Understanding a step in Kirchoff's formula. Why does $\int_{B(x,t)} g(y) dS(y) = \int_{B(0,1)} g(x+tz) dS(z)$ ? In some book the solution to the I.V.P for a wave equation in 3D can be represented by the Kirchoff's formula as: 
$\newcommand{\avint}{⨍}$
$ u(x,t) = \frac{\partial}{\partial t} \big[ t \avint_{\partial B(x,t)} g(y) dS(y) \big] + t\avint_{\partial B(x,t)} h(y) dS(y) $
where dS(y) is the surface measure of the sphere $B(x,t)$. 

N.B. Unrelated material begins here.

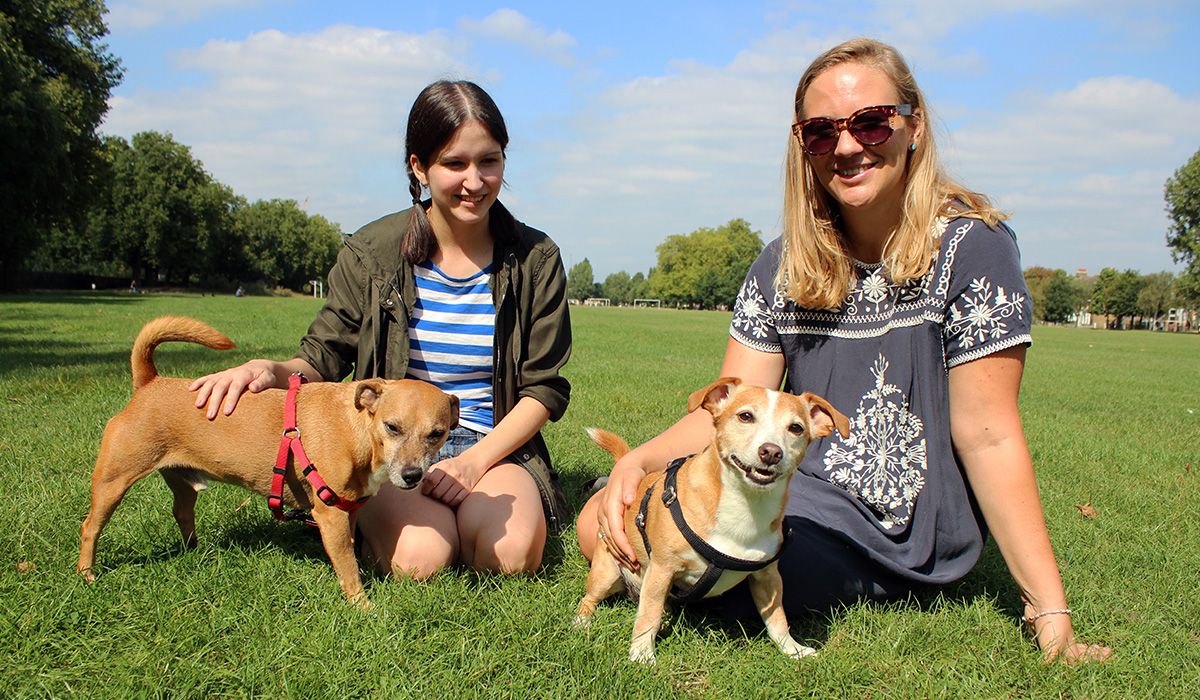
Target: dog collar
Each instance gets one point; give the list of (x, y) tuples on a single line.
[(718, 561), (291, 444)]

However, this could also be written as: 
$ u(x,t) = \frac{\partial}{\partial t} \big[ t \avint_{\partial B(0,1)} g(x+tz) dS(z) \big] + t\avint_{\partial B(0,1)} h(x+tz) dS(z) $ 
My question is how is it okay to change from $\partial B(x,t)$ to $\partial B(0,1)$ ? 
Any clarification would be greatly appreciated. 
 A: When you write$\newcommand{\avint}{⨍}$
$$u(x,t) = \frac{\partial}{\partial t} \big[ t \avint_{\partial B(x,t)} g(y) dS(y) \big] + t\avint_{\partial B(x,t)} h(y) dS(y)$$
this $dS$ is the measure on the sphere with center in $x$ and radius $t$.
When you write 
$$u(x,t) = \frac{\partial}{\partial t} \big[ t \avint_{\partial B(0,1)} g(x+tz) dS(z) \big] + t\avint_{\partial B(0,1)} h(x+tz) dS(z)$$
the $dS$ is the measure on the sphere with center in $0$ and radius $1$.
Consider the integral the integral
$$\int_{\partial B(x,t)} f(y) dS_{\partial B(x,t)}(y).$$
Make $y=z+x$, where $z\in \partial B(0,t)$. We obtain $dS_{\partial B(x,t)}(y) = dS_{\partial B(0,t)}(z)$. Therefore
$$\int_{\partial B(x,t)} f(y) dS_{\partial B(x,t)}(y)=\int_{\partial B(0,t)} f(z+x)dS_{\partial B(0,t)}(z).$$
On the other hand, make $z=tw$, where $w\in \partial B(0,1)$, we obtain $dS_{\partial B(0,t)}(z) =t^{n-1}dS_{\partial B(0,1)}(w)$ and therefore 
$$\int_{\partial B(0,t)} f(z+x)dS_{\partial B(0,t)}(z) = \int_{\partial B(0,1)} f(tw+x)t^{n-1}dS_{\partial B(0,1)}(w).$$
So, we conclude that 
$$\int_{\partial B(x,t)} f(y) dS_{\partial B(x,t)}(y)= \int_{\partial B(0,1)} f(tw+x)t^{n-1}dS_{\partial B(0,1)}(w).$$
Now from this identity we obtain
\begin{align*}\avint_{\partial B(x,t)}g(y) dS(y) &= \frac{1}{|\partial B(x,t)|}\int_{\partial B(x,t)}g(y) dS_{\partial B(x,t)}(y)
\\&= \frac{1}{t^{n-1}|\partial B(0,1)|}\int_{\partial B(x,t)}g(y) dS_{\partial B(x,t)}(y)
\\&=\frac{1}{t^{n-1}|\partial B(0,1)|}\int_{\partial B(0,1)}g(tw+x) t^{n-1} dS_{\partial B(0,1)}(w) 
\\&=\frac{1}{|\partial B(0,1)|}\int_{\partial B(0,1)}g(tw+x)  dS_{\partial B(0,1)}(w)
\\&= \avint_{\partial B(0,1)}g(tw+x) dS_{\partial B(0,1)}(w).
\end{align*}
With this is easy to see that the first formula implies the second one.